Could 2021 be another Schmallenberg year?

In Scotland we have seen cases of congenital deformity in lambs and calves due to in utero Schmallenberg virus (SBV) infection in 2013 and 2017.  There is a theory from other Orthobunyaviruses such as Akabane that they cycle within the population approximately every four years, potentially as a result of variations in herd or flock immunity and also depending on local midge activity.  With that in mind, could 2021 be another year where we see cases?

So far looking at blood samples received through the autumn of 2020 we have no conclusive serological evidence to suggest that SBV has been circulating.  However we can not rule this out with confidence. The early lambing sheep flocks lambing from now on provide the first opportunity to consider the potential impact of in utero SBV infection.  As the congenital deformities frequently lead to dystocia practitioners are very likely to see suspect cases, especially in high value pedigree sheep flocks. 

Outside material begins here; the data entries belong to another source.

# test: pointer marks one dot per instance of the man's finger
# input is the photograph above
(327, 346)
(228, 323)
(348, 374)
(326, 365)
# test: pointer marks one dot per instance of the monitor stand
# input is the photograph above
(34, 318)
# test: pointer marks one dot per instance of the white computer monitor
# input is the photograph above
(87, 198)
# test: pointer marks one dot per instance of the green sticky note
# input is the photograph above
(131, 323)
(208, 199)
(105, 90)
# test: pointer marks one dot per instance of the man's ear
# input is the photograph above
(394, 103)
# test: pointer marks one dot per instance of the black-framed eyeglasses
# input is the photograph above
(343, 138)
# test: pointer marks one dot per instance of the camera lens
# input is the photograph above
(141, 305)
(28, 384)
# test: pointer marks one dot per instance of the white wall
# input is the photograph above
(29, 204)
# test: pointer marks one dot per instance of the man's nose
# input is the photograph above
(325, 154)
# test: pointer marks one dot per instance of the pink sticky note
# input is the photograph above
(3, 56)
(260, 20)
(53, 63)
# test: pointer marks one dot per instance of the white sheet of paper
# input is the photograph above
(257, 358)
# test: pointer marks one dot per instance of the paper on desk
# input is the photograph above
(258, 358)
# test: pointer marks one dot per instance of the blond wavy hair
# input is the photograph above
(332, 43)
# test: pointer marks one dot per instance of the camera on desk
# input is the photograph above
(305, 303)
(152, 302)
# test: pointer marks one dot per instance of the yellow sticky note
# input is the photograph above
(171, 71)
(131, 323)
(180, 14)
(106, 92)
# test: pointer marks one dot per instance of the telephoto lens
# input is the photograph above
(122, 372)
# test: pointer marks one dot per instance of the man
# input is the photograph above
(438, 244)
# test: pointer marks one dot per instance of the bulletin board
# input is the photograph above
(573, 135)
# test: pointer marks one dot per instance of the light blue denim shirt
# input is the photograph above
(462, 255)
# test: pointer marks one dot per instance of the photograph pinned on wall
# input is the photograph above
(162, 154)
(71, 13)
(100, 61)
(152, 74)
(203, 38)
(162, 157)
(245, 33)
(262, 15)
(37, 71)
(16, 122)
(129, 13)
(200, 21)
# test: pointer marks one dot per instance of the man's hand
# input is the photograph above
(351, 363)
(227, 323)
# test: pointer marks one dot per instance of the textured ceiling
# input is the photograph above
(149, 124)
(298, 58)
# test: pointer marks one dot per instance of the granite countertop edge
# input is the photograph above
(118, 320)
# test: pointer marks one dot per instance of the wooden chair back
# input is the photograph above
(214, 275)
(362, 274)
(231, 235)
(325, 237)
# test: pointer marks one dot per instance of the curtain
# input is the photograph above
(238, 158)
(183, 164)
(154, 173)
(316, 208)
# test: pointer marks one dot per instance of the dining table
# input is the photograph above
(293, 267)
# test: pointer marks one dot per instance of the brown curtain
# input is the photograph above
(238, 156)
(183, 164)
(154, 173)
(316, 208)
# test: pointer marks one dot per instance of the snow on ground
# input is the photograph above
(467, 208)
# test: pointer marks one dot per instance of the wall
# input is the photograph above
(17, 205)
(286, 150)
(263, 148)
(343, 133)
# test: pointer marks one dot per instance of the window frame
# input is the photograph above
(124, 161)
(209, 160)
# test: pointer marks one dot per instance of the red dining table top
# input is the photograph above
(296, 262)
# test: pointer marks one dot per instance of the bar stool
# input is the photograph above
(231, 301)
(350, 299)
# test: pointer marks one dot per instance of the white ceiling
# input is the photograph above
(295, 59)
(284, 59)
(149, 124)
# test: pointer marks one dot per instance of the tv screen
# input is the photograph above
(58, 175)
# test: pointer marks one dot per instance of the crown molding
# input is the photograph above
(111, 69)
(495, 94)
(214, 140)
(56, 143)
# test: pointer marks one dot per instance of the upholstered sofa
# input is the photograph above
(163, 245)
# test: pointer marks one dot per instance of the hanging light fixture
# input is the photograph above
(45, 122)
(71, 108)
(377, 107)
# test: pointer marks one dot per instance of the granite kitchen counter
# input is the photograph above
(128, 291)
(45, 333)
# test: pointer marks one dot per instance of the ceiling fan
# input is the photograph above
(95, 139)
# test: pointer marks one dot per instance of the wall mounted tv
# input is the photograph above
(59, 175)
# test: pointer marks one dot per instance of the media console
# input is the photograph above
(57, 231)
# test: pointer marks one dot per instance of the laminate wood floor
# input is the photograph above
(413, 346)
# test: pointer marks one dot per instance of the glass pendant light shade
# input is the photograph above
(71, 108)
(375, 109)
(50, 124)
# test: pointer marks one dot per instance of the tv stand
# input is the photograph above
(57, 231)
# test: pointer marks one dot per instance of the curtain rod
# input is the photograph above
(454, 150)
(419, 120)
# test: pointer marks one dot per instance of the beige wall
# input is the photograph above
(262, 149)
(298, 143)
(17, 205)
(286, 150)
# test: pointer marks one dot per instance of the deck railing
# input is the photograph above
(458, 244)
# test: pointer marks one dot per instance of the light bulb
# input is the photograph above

Foetal deformities have included:

  • Arthrogryposis of varying severities
  • Scoliosis/kyphosis
  • Torticollis
  • Small brains
  • Cerebellar hypoplasia
  • Hydranencephaly
  • Narrowing of the spinal cord
SRUC Veterinary Services reviewed 31 cases of congenital deformity in calves and lambs received in 2017 as suspect SBV cases identified the following: 
  • 8 cases were confirmed as being caused by in utero SBV infection
  • 15 cases showed arthrogryposis or CNS pathology like SBV cases but the cause was consistent with either a genetic defect or exposure to a teratogen in utero and not SBV
  • 8 cases showed pathology that was not consistent with SBV exposure


The main take home message here is that in many deformed calves and lambs that may look like suspect SBV cases, the deformity is actually as a result of something else and not SBV.  Obtaining an accurate diagnosis is therefore very important. For calves the most useful samples to collect are umbilical cord, amniotic fluid and spinal cord.  Testing foetal fluid/blood for SBV antibodies is also useful particularly as some calves are virus negative at birth. We only made a small number of diagnoses in lambs and brain proved a useful tissue to test.  Information in the literature suggests that umbilical cord, amniotic fluid and spinal cord will also be useful in lambs. 

Given that the seroprevalence of SBV is thought to be relatively low in our area, maternal serology is also a useful, indicative diagnostic test.